Hypotension and shock, although capable of inducing tissue ischemia and organ failure directly, may also be antecedents of a generalized inflammatory state which complicates reperfusion during therapy. During the early phases of tissue ischemia (before irreversible ischemic cell injury), cell 'priming' occurs. This phenomenon is manifest only when the tissue is reperfused with restoration of blood pressure ( Fig 2). Cell priming by hypoxia leads to the release of second messengers (i.e.

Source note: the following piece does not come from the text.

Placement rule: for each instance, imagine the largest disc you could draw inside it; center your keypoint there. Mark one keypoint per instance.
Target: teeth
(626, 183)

intracellular calcium, cyclic adenosine monophosphate, and reactive O 2 species) during the restoration of blood flow which, in turn, activate the inflammatory cascade. During reperfusion, leukocytes become entrapped in the previously ischemic microcirculation and release O 2 radicals and other inflammatory mediators locally and into the systemic circulation. Paradoxically, therefore, reperfusion following treatment of hypotension may also result in widespread tissue injury, the systemic inflammatory response syndrome, and multiple organ failure ( Wa,x,,m,,a,n,,,,,1,,99,§).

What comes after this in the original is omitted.